Democracy activist Lee Cheuk-Yan speaks outside China's Liaison Office in Hong Kong during a protest for jailed journalist Zhang Zhan (top L poster) Photograph:( AFP )
The scathing report, known as 'The Great Leap Backwards of Journalism in China,' says China has forced journalists to become the mouthpiece of the Communist Party
A new report by Reporters Without Borders (RSF) has revealed that China is the world's biggest captor of journalists.
Accusing the country of conducting an ''unprecedented campaign of repression,'' the 82-page document highlights how China is violating its own international commitments to freedom of opinion and expression.
According to RSF Secretary-General, Christophe Deloire, “If China continues its frantic race backwards, Chinese citizens may lose hope to one day see press freedom established in their country, and the Beijing regime may succeed in imposing its anti-model domestically and abroad.”
He has urged democracies to “identify all appropriate strategies to dissuade the Beijing regime from pursuing its repressive policies and to support all Chinese citizens who love their country and want to defend the right to information.”

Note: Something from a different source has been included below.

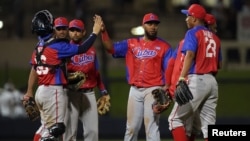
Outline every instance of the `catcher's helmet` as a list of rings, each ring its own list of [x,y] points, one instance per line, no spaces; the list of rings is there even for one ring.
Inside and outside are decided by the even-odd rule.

The scathing report, known as ''The Great Leap Backwards of Journalism in China,'' says China has forced journalists to become the mouthpiece of the Communist Party.
It has highlighted sensitive topics such as Tibet, Taiwan, or corruption that are heavily censored.
The report shows how state-owned media channels such as CGTN are used to spread propaganda around the world.
Citizen journalist Zhang Zhan had been jailed for her coverage of China's initial response to COVID-19 in Wuhan.
The 38-year-old former lawyer had travelled to Wuhan in February 2020 to report on the chaos at the pandemic's epicentre, questioning authorities' handling of the outbreak in her smartphone videos.
She was detained in May 2020 and sentenced in December to four years in jail for "picking quarrels and provoking trouble," a charge routinely used to suppress dissent.